前週末6月7日の市場は、再び米利下げに関し楽観見通しの修正を求められることになった。
午前早くに発表された5月の米雇用統計にて雇用増が市場予想を大きく上振れ、賃金上昇も再加速し労働需給の底堅さを示した。
このブログでも「寄せては引く波のよう」と表現したことがあるが、前日まで盛り上がっていた米連邦準備理事会(FRB)による早期利下げ期待の波は、大部分が反転することになった。
年始以来何度も繰り返してきた、「振り出しに戻る」という印象の金(ゴールド)の反落となった。
週初から労働需給の緩和を示す経済指標の発表が相次ぎ、FRBが早ければ9月に利下げに踏み切るとの観測が強まっていた。それが5月中旬に見られたように、年内に利下げはない可能性まで指摘されることになった。
ただし前々週までの大方のFRB高官の発言から、次の一手は利下げという見方まで覆ったわけではない。それがゴールドの下値を支えており、循環的に下値が切り上がっていることに気付く展開が続いて来た。
5月雇用統計を受け金市場は、売りが膨らみNYコメックスの通常取引は前日比65.90ドル安の2325.00ドルで終了した。
もっとも7日の金市場は米雇用統計の発表前に売りが先行する軟調な展開となっていた。アジアのスタート時から2400ドル近辺の前日比プラス圏で推移し、午後には一時2406.70ドルまで付けていた。
流れが急変したのは、アジアの夕刻、ロンドン入りの時間帯。
中国人民銀行が毎月7日に(土日でも)定例発表する外貨準備統計にて、5月は金準備に変化が見られなかったことが判明。4月まで18カ月連続で増加していたが途絶えることになった。 この結果に反応し市場は売り優勢に転じ、2390ドル近辺から2360ドル近辺へ30ドルほど水準を切り下げた。その後、NY時間に入りさらに雇用統計に反応し節目の2350ドルを割れると、押し目買いを入れながらも、断続的な売りに押される形で水準を切り下げた。テクニカル指標の悪化も手伝い、通常取引終了後の時間外でも売りが続き、一時2304.20ドルまで付け、これが安値となった。結局、時間外取引は2311.10ドルで終了した。
7日の下げのきっかけを作った形の中国人民銀行による金準備増加が5月に止まった件だが、3月は5トン強、4月は2トン弱と減少傾向を示していたので、7日の金市場はやや過剰反応という印象。
前月には2トンを割っていたものの、7日であることが意識から外れており、何ゆえ下げているのかと思っていた。

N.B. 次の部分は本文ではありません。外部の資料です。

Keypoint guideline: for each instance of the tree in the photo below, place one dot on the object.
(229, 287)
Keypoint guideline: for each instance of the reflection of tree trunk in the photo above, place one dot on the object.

このところアジア時間に中国のトレーダーと思われる買いや売りに目立った値動きが起きていたが、ロンドンの取引開始時間であったことから、他の材料を意識していたが、そうか!7日だったと。
中国人民銀行の買いはIMF届け出ベースで、ピーク時は1カ月で25トン以上増えていだったが、昨年11月以降は10トン前後で推移していた。3月以降の減少で中国人民銀行もさすがに価格急騰で購入量を減らしたかと見ていたが、5月はゼロということに。
しかし、これで金準備積み増しが終わったということではないとみられる。中央銀行の買いに関しては、IMF(国際通貨基金)のデータに現れぬ部分もあり読みにくい。
そもそも22年夏以降に中国の金輸入が急増したにも関わらず、人民銀行の持ち分に変化はなく、さりとて民間需要のデータに現れぬ行先のわからない金があった。このブログに、おそらく国有4大商業銀行が販売在庫として抱えており、そのうち人民銀行の持ち分として付け替えるのではないかと書いたと記憶している。ラジオ日経の番組などでも同様の話をしたと思う。